行きは列車で3時間、帰りはバスで4時間の行程です。罗平周辺は2、30kmに渡って道路沿いに菜の花畑が広がっています。特に“金鶏峰”はすり鉢を逆さにしたような小山が地平線まで続いて点在する地形で実に素晴らしい景色を見ることができました。此処の民宿に泊まり、朝早く山腹にあるお寺まで登って日の出と景色を楽しむことも出来ました。また、“牛街”という地区の山間部に開けた棚田の田螺田(螺蛳)と呼ばれる場所では、円形の幾何学模様をした珍しい景観で、何れも中国ならではの景色です。5月には菜種を収穫し、その後は米と煙草を植えるそうです。少数民族もいますが、菜種農家は漢族が多いようで、民宿をしたり、土産を売ったりで、のんびりとした裕福な土地柄でした。

元阳は昆明の南約320kmで、哈尼族彝族(ハニ族イ族)自治州の中心に位置し、住民は哈尼族彝族が多く、ベトナム国境に隣接する地域です。元阳へは昆明南部客运站からの直行バスが有りますが、清明節の連休で当日売りが無く、行きも帰りも“建水”乗換えで、片道8時間の所要時間です。
棚田は130平方キロの規模に及び、標高1450mから2150mに渡って連なり、大きなところでは5000段に及ぶといわれています。棚田は自治州の広い範囲に広がっていますが、雄大な景観が望めるのは、元阳から更にタクシーで1時間ほど行った辺境な農村地帯です。今の時期は田に水を張っていますので、遠くから見るとステンドクラスのような模様が空の変化に連れて変わり、実に不思議な光景でした。
現在世界自然遺産に登録中ということで、道路の拡幅工事が行われていましたが、農地は急峻な地形で機械が入りにくく、人手と水牛で田を耕しています。山腹の上の方には未だ水を張っていないところが多くあり、渇水と労力不足の両方によるものではないかと想像しました。
 棚田の歴史は1000年以上前に遡ることができるそうです。急速な経済発展が続く中国の、多くの中国人観光客が押し寄せてくる中で、オートバイも車も持たず、綺麗な民族服を着て昔ながらの重労働の農作業をやっている哈尼族は、何時までこの生活を続けられるのだろうかと、一寸心配になりました。

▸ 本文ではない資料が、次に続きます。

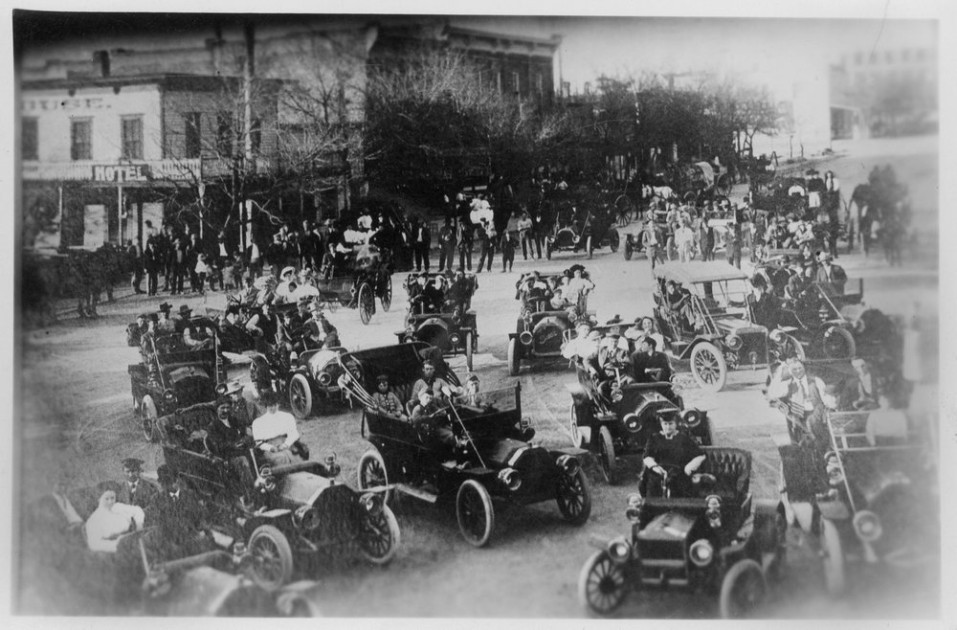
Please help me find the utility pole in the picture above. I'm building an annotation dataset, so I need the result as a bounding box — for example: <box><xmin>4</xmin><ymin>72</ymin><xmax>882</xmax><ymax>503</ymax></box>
<box><xmin>239</xmin><ymin>22</ymin><xmax>256</xmax><ymax>252</ymax></box>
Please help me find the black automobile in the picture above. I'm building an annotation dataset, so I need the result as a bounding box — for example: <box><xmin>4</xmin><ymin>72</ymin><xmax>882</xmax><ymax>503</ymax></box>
<box><xmin>163</xmin><ymin>403</ymin><xmax>400</xmax><ymax>591</ymax></box>
<box><xmin>776</xmin><ymin>409</ymin><xmax>941</xmax><ymax>597</ymax></box>
<box><xmin>578</xmin><ymin>447</ymin><xmax>786</xmax><ymax>618</ymax></box>
<box><xmin>508</xmin><ymin>272</ymin><xmax>594</xmax><ymax>376</ymax></box>
<box><xmin>128</xmin><ymin>334</ymin><xmax>225</xmax><ymax>442</ymax></box>
<box><xmin>395</xmin><ymin>273</ymin><xmax>478</xmax><ymax>371</ymax></box>
<box><xmin>339</xmin><ymin>342</ymin><xmax>591</xmax><ymax>547</ymax></box>
<box><xmin>568</xmin><ymin>358</ymin><xmax>712</xmax><ymax>483</ymax></box>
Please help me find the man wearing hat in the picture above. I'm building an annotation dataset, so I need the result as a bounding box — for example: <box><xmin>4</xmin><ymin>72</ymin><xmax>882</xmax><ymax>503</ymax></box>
<box><xmin>372</xmin><ymin>374</ymin><xmax>408</xmax><ymax>420</ymax></box>
<box><xmin>156</xmin><ymin>302</ymin><xmax>176</xmax><ymax>335</ymax></box>
<box><xmin>640</xmin><ymin>409</ymin><xmax>705</xmax><ymax>497</ymax></box>
<box><xmin>116</xmin><ymin>457</ymin><xmax>159</xmax><ymax>510</ymax></box>
<box><xmin>814</xmin><ymin>252</ymin><xmax>847</xmax><ymax>295</ymax></box>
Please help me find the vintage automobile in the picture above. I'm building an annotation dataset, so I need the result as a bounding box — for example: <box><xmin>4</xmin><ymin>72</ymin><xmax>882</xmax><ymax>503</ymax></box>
<box><xmin>653</xmin><ymin>262</ymin><xmax>804</xmax><ymax>391</ymax></box>
<box><xmin>163</xmin><ymin>404</ymin><xmax>400</xmax><ymax>591</ymax></box>
<box><xmin>25</xmin><ymin>478</ymin><xmax>319</xmax><ymax>617</ymax></box>
<box><xmin>249</xmin><ymin>347</ymin><xmax>349</xmax><ymax>420</ymax></box>
<box><xmin>775</xmin><ymin>409</ymin><xmax>941</xmax><ymax>596</ymax></box>
<box><xmin>339</xmin><ymin>342</ymin><xmax>591</xmax><ymax>547</ymax></box>
<box><xmin>128</xmin><ymin>334</ymin><xmax>225</xmax><ymax>442</ymax></box>
<box><xmin>578</xmin><ymin>447</ymin><xmax>786</xmax><ymax>618</ymax></box>
<box><xmin>395</xmin><ymin>274</ymin><xmax>478</xmax><ymax>371</ymax></box>
<box><xmin>316</xmin><ymin>245</ymin><xmax>392</xmax><ymax>324</ymax></box>
<box><xmin>566</xmin><ymin>356</ymin><xmax>712</xmax><ymax>483</ymax></box>
<box><xmin>545</xmin><ymin>211</ymin><xmax>621</xmax><ymax>260</ymax></box>
<box><xmin>508</xmin><ymin>274</ymin><xmax>595</xmax><ymax>376</ymax></box>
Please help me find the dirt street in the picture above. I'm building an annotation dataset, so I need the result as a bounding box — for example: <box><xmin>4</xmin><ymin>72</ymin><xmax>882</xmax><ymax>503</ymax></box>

 元阳の帰りも昆明までの直行バスが取れず、“建水”経由でした。しかも4時間待ちでした。建水という街の名前は聞いていたのですが、どの様な街か判らず余り関心が無かったのですが、1200年以上の元代からの歴史を持つ古い街で、雲南南部の政治、軍事、経済、文化の中心地として栄えて来たようです。雲南の街としては漢族の割合が多く、街の中心部には古い建物が残っています。
どこかで見たような建物や街並みがあり、“朝陽楼”といわれる城門は、天安門より30年ほど前に建てられています。豪族の屋敷後である“朱家花園”の近くの通りは150年以上前の建物に今も人が住み商売をしています。北京の瑠璃廠に似た雰囲気の通りです。また、孔廟は規模や保存状態から山東省の孔廟に次ぐと評価されているそうです。
帰りに一寸寄っただけでしたが、何となく得をした気分です。機会が有れば、改めて2、3日かけて見ても良い場所です。

 未だ昆明も1ヵ月半ですので、何となく土地勘が無く、地名も難しい名前ばかりで様子が良く判りません。雲南の東西南北の地域は、それぞれ独特の自然環境と歴史と文化習慣を持っていますので、半年程度の期間ではとても雲南を語れないということが良く判りました。時間とチャンスがあれば、今度は昆明の北西部と南西部に行きたいと考えています。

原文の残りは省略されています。